“I am satisfied because the commission, unthinkable until a few months ago, has taken on board our proposals, the result of long, serious and confidential work”. So says Economy Minister Giancarlo Giorgetti on the proposal to expand the Nec defence to energy, formalised today by the commission on the sidelines of the recommendations to countries.
“When the limits of utilisation are specified, the Mef reserves the right to make the most targeted proposals to protect businesses and households. Of course, the assessment must be made as a whole and must also take into account the latest estimates provided by the Commission and the elements contained in the Commission’s recommendations that testify to the effort and seriousness of Italy’s public finance”.

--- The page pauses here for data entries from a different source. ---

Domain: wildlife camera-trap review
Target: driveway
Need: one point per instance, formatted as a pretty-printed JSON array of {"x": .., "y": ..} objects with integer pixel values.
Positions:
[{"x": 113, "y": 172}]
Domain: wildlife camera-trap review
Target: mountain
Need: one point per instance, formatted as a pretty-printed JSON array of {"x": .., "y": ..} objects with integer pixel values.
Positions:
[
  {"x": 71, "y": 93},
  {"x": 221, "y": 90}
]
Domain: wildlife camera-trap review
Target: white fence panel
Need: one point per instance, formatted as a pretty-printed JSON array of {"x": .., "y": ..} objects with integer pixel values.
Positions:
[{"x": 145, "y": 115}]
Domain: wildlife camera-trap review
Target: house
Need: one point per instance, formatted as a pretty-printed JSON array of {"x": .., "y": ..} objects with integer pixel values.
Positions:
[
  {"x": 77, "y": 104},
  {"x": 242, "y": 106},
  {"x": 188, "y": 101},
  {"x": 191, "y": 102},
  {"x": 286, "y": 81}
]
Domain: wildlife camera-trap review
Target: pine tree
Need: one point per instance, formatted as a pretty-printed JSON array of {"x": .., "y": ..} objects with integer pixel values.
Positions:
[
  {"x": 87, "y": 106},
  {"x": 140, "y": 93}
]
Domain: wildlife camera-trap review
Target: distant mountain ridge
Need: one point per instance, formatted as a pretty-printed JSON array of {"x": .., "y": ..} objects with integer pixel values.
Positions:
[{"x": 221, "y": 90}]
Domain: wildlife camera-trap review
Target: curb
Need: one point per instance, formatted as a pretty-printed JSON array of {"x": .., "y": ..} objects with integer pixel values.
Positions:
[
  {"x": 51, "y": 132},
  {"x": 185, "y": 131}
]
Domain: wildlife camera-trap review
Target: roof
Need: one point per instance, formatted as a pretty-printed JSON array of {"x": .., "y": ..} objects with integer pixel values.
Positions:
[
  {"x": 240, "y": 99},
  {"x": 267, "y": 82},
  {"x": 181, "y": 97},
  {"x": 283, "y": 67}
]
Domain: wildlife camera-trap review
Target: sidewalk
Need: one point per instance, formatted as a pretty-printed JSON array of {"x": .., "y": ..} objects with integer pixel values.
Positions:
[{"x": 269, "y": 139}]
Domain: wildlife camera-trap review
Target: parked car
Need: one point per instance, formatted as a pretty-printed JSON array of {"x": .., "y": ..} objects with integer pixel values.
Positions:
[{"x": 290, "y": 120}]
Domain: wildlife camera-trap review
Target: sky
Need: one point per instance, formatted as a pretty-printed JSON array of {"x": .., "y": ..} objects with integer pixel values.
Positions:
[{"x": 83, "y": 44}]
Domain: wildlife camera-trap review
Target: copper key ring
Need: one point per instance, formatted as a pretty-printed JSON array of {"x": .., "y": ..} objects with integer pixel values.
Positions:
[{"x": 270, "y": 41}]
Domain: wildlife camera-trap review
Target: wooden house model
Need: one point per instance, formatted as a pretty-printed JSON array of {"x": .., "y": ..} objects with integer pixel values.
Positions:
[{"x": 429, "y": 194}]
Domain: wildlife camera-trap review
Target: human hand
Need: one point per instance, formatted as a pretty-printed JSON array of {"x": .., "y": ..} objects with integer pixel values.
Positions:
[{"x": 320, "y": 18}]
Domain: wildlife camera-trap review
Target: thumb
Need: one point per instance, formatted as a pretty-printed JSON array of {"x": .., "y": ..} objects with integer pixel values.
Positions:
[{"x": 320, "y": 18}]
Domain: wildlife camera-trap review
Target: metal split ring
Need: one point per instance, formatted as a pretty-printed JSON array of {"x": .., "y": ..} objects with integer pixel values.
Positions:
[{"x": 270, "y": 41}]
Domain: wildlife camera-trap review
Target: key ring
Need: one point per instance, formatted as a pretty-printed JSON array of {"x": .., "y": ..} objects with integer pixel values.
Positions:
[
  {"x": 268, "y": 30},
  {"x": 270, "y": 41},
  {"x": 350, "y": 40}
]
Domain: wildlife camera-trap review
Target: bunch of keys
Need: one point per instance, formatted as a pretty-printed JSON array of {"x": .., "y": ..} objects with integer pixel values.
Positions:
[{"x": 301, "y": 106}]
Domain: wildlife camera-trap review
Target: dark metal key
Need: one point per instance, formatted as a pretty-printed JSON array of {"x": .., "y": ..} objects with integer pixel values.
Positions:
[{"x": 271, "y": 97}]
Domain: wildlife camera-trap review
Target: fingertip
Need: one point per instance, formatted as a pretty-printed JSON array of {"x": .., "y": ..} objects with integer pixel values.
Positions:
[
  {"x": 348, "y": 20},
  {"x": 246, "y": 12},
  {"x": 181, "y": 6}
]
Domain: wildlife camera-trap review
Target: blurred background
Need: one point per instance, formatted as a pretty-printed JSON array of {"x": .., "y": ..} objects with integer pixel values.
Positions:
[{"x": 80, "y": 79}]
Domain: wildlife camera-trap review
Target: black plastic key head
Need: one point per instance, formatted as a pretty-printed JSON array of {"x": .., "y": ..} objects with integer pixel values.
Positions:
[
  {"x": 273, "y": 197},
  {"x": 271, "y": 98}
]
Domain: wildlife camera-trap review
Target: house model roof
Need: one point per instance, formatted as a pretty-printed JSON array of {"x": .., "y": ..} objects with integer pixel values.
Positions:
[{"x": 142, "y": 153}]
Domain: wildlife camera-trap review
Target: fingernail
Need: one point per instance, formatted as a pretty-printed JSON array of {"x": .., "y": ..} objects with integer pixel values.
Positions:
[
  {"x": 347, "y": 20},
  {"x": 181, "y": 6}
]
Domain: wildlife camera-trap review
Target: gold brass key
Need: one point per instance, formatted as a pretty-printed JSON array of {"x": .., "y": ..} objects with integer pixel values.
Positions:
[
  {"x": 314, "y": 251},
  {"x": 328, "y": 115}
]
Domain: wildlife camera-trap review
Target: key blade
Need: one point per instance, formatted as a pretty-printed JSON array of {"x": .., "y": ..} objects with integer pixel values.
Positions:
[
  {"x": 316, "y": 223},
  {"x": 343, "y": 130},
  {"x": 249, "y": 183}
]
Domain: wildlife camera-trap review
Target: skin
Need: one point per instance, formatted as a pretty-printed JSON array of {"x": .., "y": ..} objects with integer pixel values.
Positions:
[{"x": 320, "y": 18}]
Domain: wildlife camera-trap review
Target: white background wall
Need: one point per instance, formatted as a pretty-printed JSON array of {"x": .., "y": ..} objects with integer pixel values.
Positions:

To Italia, findings on accounts, energy, labour and health
Maintain the correction of public accounts, ensure that any measures against high energy prices are temporary and targeted, accelerate the implementation of the NRP and the cohesion funds, support research and innovation, strengthen public administration and justice, push on the energy transition and intervene on the labour market, education, health and social inclusion. These are the six recommendations addressed by the European Commission to Italia in the context of the European semester 2026.
Ok to use escape clause
“In view of the investments needed for Europe’s long-term energy security and at the request of the member state, the commission proposes to allow member states to request to extend the scope of the current national derogation clause (Nec) for defence to energy resilience measures, on a temporary and limited basis”. Brussels indicates this in its spring package of recommendations. ‘This possible extension,’ the commission explains, ‘will include measures, taken from February 2026, that reduce dependence on imported fossil fuels and thus enhance Europe’s security and resilience. Within the existing cap (1.5 per cent of GDP) for additional defence spending under the NEC, a dedicated annual cap for the period 2026-2028 (0.3 per cent of GDP) and a cumulative cap (0.6 per cent of GDP) for the same period will apply specifically to energy resilience measures. Importantly, this approach ensures that all fiscal sustainability safeguards remain fully in place’. At the moment, it is not yet clear whether the clause can be activated for expenditure on energy without pure defence expenditure at the same time.